With neighbouring Sussex enjoying a modest invasion of Red-rumped Swallows, it seemed prudent to position myself and watch the sky. After spending an hour or two on the beach, then the moat, my bottle went and I headed onto the RSPB reserve, the most likely place for these hirundines to put in a performance if they were to pay us a visit.
From the visitor centre it was blindingly obvious that there were few hirundines on show. A snap decision was made to take root on the viewing ramp that overlooks Dengemarsh, and within five minutes this had paid off - but not with a hoped for Red-rump...

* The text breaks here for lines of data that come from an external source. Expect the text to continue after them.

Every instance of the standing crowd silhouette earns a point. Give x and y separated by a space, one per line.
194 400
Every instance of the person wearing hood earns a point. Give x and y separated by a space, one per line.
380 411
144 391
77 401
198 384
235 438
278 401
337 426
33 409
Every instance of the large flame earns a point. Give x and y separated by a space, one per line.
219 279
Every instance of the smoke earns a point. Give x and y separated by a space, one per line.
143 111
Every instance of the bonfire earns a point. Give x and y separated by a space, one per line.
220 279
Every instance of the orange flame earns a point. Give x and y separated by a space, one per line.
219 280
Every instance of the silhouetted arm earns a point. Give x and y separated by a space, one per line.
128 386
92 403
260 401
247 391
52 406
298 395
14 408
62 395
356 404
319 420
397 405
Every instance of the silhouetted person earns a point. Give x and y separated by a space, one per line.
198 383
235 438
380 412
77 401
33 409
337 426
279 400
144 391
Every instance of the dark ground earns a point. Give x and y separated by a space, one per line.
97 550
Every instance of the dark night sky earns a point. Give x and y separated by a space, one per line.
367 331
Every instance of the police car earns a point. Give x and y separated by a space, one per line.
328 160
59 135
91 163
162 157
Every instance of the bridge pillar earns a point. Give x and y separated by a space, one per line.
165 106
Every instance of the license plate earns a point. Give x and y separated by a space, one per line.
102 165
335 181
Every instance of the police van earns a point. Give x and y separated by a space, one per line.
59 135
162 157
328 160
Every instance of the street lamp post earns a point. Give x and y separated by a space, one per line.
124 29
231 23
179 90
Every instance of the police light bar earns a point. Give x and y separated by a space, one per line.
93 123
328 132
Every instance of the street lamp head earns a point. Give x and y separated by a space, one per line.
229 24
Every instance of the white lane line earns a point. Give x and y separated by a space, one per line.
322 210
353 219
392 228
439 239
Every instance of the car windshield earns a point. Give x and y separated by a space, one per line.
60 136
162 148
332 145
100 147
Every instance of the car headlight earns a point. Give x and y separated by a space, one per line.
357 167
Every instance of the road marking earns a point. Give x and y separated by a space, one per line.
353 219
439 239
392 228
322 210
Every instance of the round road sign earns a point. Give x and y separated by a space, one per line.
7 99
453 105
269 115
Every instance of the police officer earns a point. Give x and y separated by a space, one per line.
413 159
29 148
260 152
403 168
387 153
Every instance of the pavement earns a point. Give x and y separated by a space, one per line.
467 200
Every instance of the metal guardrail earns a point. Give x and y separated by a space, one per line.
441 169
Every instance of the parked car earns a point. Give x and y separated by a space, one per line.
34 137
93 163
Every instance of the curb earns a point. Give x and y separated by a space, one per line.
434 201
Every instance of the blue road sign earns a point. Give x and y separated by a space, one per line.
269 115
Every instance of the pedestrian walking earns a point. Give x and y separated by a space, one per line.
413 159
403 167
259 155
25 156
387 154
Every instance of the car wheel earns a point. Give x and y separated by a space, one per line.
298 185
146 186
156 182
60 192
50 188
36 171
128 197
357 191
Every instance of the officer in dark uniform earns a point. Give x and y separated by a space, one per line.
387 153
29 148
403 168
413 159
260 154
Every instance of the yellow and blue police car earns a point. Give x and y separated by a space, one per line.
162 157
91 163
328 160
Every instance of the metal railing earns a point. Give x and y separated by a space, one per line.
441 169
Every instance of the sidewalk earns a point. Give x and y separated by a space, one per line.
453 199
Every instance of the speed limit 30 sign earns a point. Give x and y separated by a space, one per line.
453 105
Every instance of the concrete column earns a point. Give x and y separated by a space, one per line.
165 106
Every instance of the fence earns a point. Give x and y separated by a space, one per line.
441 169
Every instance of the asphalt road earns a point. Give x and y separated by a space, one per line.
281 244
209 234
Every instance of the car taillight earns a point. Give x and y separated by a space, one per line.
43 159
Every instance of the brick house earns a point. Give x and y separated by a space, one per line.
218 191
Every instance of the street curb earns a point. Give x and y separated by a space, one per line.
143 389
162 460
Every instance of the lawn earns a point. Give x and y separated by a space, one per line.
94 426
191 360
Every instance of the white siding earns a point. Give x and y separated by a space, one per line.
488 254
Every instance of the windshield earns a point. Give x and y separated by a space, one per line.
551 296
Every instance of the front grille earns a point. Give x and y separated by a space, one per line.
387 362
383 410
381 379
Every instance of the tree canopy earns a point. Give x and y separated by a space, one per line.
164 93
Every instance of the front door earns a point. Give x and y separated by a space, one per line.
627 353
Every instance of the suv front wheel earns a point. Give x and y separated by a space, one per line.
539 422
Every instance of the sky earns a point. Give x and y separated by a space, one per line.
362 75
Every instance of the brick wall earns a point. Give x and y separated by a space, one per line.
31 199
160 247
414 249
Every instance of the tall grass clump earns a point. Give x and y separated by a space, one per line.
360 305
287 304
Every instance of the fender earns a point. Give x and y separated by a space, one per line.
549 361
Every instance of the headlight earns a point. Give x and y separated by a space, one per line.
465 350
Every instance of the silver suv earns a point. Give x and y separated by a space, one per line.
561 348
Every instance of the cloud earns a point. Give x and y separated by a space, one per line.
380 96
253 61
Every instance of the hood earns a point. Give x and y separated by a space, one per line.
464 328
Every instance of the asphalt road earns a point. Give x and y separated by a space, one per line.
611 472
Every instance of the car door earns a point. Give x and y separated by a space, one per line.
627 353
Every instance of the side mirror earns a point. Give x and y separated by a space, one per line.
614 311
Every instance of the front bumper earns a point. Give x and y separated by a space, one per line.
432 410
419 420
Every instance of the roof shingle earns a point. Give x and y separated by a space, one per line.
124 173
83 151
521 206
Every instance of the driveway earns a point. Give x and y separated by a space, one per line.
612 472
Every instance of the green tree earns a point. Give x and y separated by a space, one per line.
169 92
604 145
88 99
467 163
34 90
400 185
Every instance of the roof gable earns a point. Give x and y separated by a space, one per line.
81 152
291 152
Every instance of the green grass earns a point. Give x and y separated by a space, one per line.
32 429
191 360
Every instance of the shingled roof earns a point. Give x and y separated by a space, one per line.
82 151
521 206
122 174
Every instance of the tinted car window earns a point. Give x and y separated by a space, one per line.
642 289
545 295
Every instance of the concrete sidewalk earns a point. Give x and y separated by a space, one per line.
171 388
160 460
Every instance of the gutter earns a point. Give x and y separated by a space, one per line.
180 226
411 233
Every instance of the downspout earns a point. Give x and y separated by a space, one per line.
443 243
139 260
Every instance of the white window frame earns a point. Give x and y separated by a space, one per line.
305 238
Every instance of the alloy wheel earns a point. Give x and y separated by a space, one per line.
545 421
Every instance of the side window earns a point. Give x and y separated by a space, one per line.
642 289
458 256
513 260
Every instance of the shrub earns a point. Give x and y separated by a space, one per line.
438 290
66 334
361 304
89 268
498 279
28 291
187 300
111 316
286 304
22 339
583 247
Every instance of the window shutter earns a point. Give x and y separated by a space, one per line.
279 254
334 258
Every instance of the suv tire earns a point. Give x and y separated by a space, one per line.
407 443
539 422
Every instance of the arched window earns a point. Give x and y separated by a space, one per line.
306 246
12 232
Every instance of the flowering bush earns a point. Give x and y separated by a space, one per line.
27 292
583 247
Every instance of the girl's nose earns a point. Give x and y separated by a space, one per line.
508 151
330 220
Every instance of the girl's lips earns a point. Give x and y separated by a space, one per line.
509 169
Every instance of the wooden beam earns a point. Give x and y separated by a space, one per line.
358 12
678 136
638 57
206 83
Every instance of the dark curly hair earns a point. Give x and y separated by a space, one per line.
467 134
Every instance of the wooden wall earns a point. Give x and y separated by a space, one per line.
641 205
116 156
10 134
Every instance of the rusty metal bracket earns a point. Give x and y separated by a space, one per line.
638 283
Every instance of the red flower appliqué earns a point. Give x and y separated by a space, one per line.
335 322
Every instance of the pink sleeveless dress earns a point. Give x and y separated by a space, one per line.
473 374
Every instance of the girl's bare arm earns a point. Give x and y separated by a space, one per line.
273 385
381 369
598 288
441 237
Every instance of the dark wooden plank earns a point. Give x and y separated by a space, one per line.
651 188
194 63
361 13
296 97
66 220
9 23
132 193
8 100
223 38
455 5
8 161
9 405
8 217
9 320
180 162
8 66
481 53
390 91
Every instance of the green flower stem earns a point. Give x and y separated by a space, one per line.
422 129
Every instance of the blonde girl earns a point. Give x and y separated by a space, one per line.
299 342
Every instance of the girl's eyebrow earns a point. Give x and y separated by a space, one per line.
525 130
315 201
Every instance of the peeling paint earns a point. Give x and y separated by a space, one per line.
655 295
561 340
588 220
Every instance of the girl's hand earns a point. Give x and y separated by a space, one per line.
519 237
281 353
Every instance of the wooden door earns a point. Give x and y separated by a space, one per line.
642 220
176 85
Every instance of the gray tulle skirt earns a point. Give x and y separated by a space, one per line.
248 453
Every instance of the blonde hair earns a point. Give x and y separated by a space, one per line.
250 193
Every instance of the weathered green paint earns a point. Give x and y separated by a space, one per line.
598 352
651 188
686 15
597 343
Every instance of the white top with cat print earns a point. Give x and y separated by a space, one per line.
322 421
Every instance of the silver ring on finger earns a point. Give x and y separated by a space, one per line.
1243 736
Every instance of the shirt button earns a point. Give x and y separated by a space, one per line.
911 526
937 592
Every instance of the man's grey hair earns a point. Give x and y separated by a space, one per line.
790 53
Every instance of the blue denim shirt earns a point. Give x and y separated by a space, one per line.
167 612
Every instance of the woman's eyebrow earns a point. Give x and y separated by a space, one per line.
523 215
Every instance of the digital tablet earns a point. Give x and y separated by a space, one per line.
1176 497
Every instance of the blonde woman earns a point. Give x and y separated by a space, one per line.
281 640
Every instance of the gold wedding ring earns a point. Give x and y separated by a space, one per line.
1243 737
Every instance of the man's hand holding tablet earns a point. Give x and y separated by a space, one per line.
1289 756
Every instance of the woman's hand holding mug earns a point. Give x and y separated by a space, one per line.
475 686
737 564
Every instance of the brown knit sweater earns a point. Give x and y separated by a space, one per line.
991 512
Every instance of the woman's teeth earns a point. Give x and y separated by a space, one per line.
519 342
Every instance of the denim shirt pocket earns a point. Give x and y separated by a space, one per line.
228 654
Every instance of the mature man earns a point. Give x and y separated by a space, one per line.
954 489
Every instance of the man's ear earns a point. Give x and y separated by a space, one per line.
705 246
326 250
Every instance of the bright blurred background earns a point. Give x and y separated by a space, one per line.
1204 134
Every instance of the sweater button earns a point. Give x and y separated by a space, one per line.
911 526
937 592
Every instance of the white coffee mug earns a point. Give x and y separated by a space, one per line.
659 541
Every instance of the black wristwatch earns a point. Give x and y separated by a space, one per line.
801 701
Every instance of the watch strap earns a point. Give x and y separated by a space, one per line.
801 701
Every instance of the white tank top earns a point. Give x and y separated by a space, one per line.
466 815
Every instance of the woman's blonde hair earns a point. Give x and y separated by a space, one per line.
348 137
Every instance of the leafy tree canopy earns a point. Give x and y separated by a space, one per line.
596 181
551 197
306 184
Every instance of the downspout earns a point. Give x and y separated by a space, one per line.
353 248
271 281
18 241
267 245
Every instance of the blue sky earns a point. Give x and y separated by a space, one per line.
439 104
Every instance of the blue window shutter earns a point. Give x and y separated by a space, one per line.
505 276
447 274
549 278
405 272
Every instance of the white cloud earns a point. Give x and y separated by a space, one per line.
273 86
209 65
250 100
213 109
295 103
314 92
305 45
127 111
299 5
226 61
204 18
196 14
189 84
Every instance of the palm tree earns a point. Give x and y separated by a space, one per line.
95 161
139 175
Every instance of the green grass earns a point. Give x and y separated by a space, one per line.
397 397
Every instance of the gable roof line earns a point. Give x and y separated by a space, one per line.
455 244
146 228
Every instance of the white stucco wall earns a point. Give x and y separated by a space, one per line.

A ring-tailed Harrier appeared briefly over some close bushes, then went behind them and, through snatched views, appeared to be heading towards Boulderwall. I knew Steve Broyd was nearby, so alerted him before resuming my search. The bird soon returned and proceeded to give superb views, allowing the identification to be clinched as a Montagu's. The bird spiralled high and drifted west, entering 'Plodland' air space... Mr Casemore was duly alerted! The harrier then lost height and started to drift over the fields at a lower elevation, then regained height before lowering once more. A growing crowd, including Steve, Dave Eland, the reserve staff and Martin (who was over on the Dengemarsh Road), were able to watch it for maybe 15 minutes. It decided to head off west, passing within 30 feet over Martin's head. We thought that that was that, but Mark Hollingworth relocated it 45 minutes later, south of its last known position.
Only my second Dungeness Montagu's, both ring-tails. Without being greedy, I'd like my next to be a male. Please.